Adrian tersenyum pasrah sebelum akhirnya menutup teleponnya. Memang dia tidak bisa berjanji. Khawatir kalau janjinya hanya akan menimbulkan kekecewaan. Sebagai penyidik ia tidak bisa sembarangan membuat janji. Pekerjaannya tak kenal waktu. Dan itu membuatnya harus tetap fokus.

"Apakah itu Cherry Yustanagara?" Lena ternyata mendengarkan percakapan Adrian barusan.

"Iya." Adrian menjawab pendek. Lena lebih senior daripada Adrian. Ia menatap Adrian dengan wajah serius.

"Jangan terlibat perasaan dengan saksi." Lena memberi saran.

"Iya, terima kasih." Adrian beranjak undur diri. Tapi, Lena mencegahnya.

"Tunggu," panggil Lena sebelum Adrian menyentuh pegangan pintu. "Apa hubunganmu dengan Alisha Rose?" Mata Lena seolah memercikkan api saat menanyai hal itu.

Adrian belum menjawab, ia menunduk sesaat dan berbalik menatap wanita berambut pendek itu.
"Kau harus mundur dari ketua tim, jika dia terlibat di lingkaran kasus ini." Lena menepuk bahu Adrian dan ia lebih dulu menyentuh pegangan pintu. Keluar ruangan, meninggalkan Adrian yang mematung.
Adriam memejamkan mata. Rasa kesal menelusup ke dalam dada. "Semua gara-gara Alisha!" umpatnya kesal.

Siang itu panas. Sepanas hati yang membara. Ada tumpahan poison di langkah masa lalunya. Adrian menatap jauh ke luar kaca jendela. Gedung pencakar langit di depan mata. Ia mematung di ketinggian puluhan meter dari pijakan bumi. Sorot tajamnya menerawang jauh.
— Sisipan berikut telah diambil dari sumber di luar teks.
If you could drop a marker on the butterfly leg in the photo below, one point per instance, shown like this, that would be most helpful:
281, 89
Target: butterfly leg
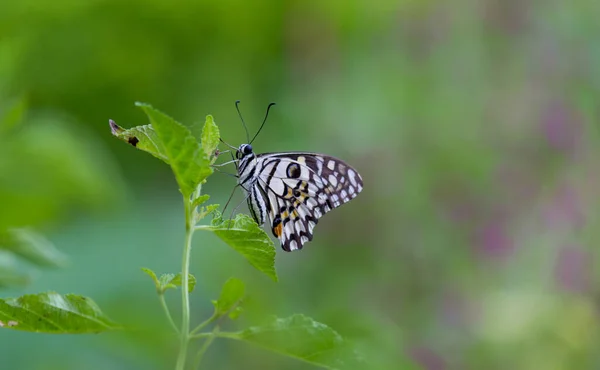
236, 208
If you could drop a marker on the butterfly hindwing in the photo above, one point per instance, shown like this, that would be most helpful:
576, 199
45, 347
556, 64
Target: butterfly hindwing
298, 189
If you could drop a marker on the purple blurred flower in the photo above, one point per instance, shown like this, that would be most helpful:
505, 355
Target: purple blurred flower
564, 210
573, 269
493, 241
561, 128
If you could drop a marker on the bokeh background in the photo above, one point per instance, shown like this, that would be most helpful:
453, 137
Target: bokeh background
475, 125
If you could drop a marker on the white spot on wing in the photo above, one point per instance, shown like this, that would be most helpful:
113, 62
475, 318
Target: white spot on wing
352, 177
332, 180
319, 165
277, 186
344, 195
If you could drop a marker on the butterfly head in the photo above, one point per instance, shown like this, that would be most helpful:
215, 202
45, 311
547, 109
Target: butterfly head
243, 151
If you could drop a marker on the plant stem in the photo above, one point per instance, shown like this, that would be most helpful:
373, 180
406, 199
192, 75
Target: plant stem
185, 300
202, 325
207, 342
163, 303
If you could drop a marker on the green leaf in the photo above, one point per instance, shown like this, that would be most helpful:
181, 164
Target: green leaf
176, 281
154, 278
54, 313
231, 294
170, 281
205, 211
10, 276
303, 338
210, 136
32, 246
11, 113
248, 239
185, 155
141, 137
200, 200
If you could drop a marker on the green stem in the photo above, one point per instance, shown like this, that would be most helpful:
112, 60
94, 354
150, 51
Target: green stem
219, 334
204, 324
163, 303
207, 342
185, 300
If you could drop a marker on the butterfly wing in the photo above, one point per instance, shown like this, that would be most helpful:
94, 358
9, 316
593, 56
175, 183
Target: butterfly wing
299, 188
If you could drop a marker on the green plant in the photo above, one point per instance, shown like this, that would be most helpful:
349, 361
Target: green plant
39, 178
191, 152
"Andaikan Alisha bukan kakakku."

***
Gadis berpawakan kecil itu memainkan kakinya di kursi poirot. Wajahnya masih ceria seperti biasanya. Kali ini ia menggunakan kaus santai dengan topi rajut dan kacamata hitam besar yang menutupi hampir separuh wajah manisnya. Di depannya sudah ada dua cup minuman. Arabika dan jus wortel. Perpaduan yang berbeda.

Cherry memandangi ke gedung besar di depan kedai kopi yang ia singgahi. Lagi-lagi ia melihat ke arlojinya.
"Lama bener." Cherry seperti tidak sabar menanti. Tapi, saat seorang pria tampak berdiri di seberang Cherry segera melompat penuh semangat.

"Adrian!" panggil Cherry seraya melambaikan tangan.
Adrian melihatnya, ia balas melambai dan menyeberang ke arah Cherry.

"Buat kamu." Cherry memberikan cup berisi arabika.

"Kamu sengaja nunggu aku?" Adrian duduk dan menerima cup kopi dari tangan Cherry.

"Emm ... nggak juga, tuh!" Cherry menunjukkan beberapa barang bawaannya.

Adrian menggeleng. Ia tahu itu hanya akal-akalan Cherry saja. "Mana mungkin sang nona belanja seperti ini," ejek Adrian.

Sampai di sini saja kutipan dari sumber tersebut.